Boy, I'm really bad at this! Honestly though, I haven't posted anything because there hasn't really been much to write about lately. I've been on the same trial drug for roughly the last 15 months with very little to tell other than the fact that (luckily), my tumor has responded well to the medication and has remained stable. Apparently, I am the last person still in this trial, as everyone else has had to be taken off of the drug because, either their tumors had grown or their immune system became too compromised. However, I received news today that perhaps my luck on this drug has worn out as well.
I had an appointment today with my doctor at UCSF to discuss the results of my latest MRI from March 20th. In comparing it to my last one from January, and another from last May, it appears as though the main mass as "collapsed on itself" somewhat, according to my doctor, making it smaller (good news), but that there is a new "tail" portion, starting to grow towards the back of my head, more into my motor strip, making him "concerned" that the trial drug I'm on is not working anymore, at least on that new tumor area. When he checked my strength and reflexes, like he does at every visit, it seemed as though my left leg has lost a bit more strength, contributing to his concern that my left side motor function is being compromised. As a result, he suggested four options for us to consider going forward:
1) Continue on the drug that I've been on for one more round and have another MRI in 4 weeks, as opposed to 8 weeks, as I've been doing since I started on it. This would likely confirm if the "tail" is growing or not and we could make a decision after that. The problem with this scenario is that to start any new trial or protocol, I have to be off of this medication for at least four weeks, so that would mean 3 weeks on the drug, an MRI, then 4 more weeks off the drug before I could start a new treatment, so nearly 2 months with very questionable benefit.

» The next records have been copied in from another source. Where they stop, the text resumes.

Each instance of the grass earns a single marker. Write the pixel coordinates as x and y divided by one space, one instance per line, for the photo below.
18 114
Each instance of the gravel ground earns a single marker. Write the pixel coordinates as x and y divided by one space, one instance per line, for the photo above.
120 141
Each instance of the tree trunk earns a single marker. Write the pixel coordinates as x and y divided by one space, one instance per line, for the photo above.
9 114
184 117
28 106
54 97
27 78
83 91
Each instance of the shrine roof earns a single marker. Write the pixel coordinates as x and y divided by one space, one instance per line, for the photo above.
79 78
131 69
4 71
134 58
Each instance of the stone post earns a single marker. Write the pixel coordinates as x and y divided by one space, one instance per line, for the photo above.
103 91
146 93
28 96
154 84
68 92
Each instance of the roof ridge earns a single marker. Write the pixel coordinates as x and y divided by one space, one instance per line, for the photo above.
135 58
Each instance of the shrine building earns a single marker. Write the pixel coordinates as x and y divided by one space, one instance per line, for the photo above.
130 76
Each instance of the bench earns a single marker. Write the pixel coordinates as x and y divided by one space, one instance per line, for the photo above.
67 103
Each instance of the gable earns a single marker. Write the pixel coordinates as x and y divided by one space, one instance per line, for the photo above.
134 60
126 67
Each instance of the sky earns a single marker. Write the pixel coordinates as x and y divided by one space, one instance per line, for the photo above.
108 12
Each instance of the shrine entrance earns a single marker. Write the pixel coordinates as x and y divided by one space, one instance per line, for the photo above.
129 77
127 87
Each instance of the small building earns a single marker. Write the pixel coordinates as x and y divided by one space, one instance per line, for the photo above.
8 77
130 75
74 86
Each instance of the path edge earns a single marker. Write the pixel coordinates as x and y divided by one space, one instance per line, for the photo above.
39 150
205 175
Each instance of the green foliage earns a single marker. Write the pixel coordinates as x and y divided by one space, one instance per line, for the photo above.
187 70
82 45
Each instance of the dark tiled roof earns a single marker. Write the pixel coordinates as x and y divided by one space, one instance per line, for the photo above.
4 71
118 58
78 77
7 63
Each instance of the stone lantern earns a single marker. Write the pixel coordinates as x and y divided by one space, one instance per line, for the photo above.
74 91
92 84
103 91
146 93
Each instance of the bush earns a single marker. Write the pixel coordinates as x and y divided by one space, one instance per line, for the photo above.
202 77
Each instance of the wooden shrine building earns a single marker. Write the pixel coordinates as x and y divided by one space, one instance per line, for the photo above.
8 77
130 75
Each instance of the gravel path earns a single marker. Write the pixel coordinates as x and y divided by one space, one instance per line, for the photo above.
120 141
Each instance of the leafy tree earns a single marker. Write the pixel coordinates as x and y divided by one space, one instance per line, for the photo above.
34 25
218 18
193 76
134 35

2) Start on another trial that I have already been approved for. I think I wrote about this one before. It is some kind of "nano" drug that would be given intraveinously every 3 weeks. He described it as a super concentrated amount of a drug that is already approved, that would just go right to my tumor and hopefully kick the crap out of it. So far it has been in a phase I trial, meaning that they are trying to figure out maximum dosage, which he says they are just about at, then it will go into phase II where they study more about how effective the drug is. It sounds like I would be coming in at the phase II stage, so I would be slightly less of a guinea pig. He sounds pretty excited about this drug though and its potential.
3) Start on another trial where I would have surgery and they would implant a virus directly into my tumor, then treat me with an already approved chemo drug that is known to attack this type of virus. Apparently this virus will only attack cancer cells, and this drug is known to work on this type of virus and whatever it is attacking. My doctor sounded fairly excited about this option because it is such a targeted approach. The main problem, again, is that my tumor is so close to my motor cortex, that more weakness or paralysis is a possibility from the surgery. He said that he needs to discuss it with their neuro-surgeon and make sure that Kaiser would OK the procedure.
4) I had previously been told that it would be dangerous for me to do any more radiation, but apparently over the last 10 years things have changed. He said that I could try doing more radiation in combination with a chemo drug I did in the past, Avastin, which worked for me for a while, but then stopped working and my tumor grew again. He said that using Avastin with radiation has shown much better results than Avastin alone.
He meets on Thursdays with his colleagues to discuss individual cases, so he said that he will call me on Thursday so we can hopefully decide what direction to go in. I'm taking this as some kinda bad news, but bad news that I knew was coming eventually. This doctor, Dr. Prados, is so amazing. He is direct, no beating around the bush, but also encouraging and innovative and I know he will never give up on me. I always leave his office with a sense of optimism and today was no different. I know he will be honest with me if there ever comes a point when we don't have much to be optomistic about, but he certainly has not given me that feeling at all. I just feel like this is yet another hill to climb on this damn cancer roller coaster and I'm sorry that you all have had to hang with me on it for the last decade, but just know that I appreciate all of your support! In recognition of the last 10 years since I was diagnosed, I'm finally going to get my first tattoo on Wednesday... it will be the date I was diagnosed, January 8, 2002, then 10 slash marks (you know, 4 lines, with a 5th line thru them), to mark each year since. Then every year from now on I'll commemorate that day by getting another slash. I plan on leaving enough room for 50 or 60 slash marks :) I know its kinda morbid, but I think of it as a celebration since that was pretty much the worst day of my life and I've had so many more awesome days to celebrate since then. I never fully appreciated all of the amazing people in my life until that day and have been thankful for all of you since :)
I'll post a picture of the tattoo after I get it (if it turns out good, fingers crossed) and let you know what treatment we are going to take after I talk to Dr. Prados on Thursday. Hugs and kisses to everybody!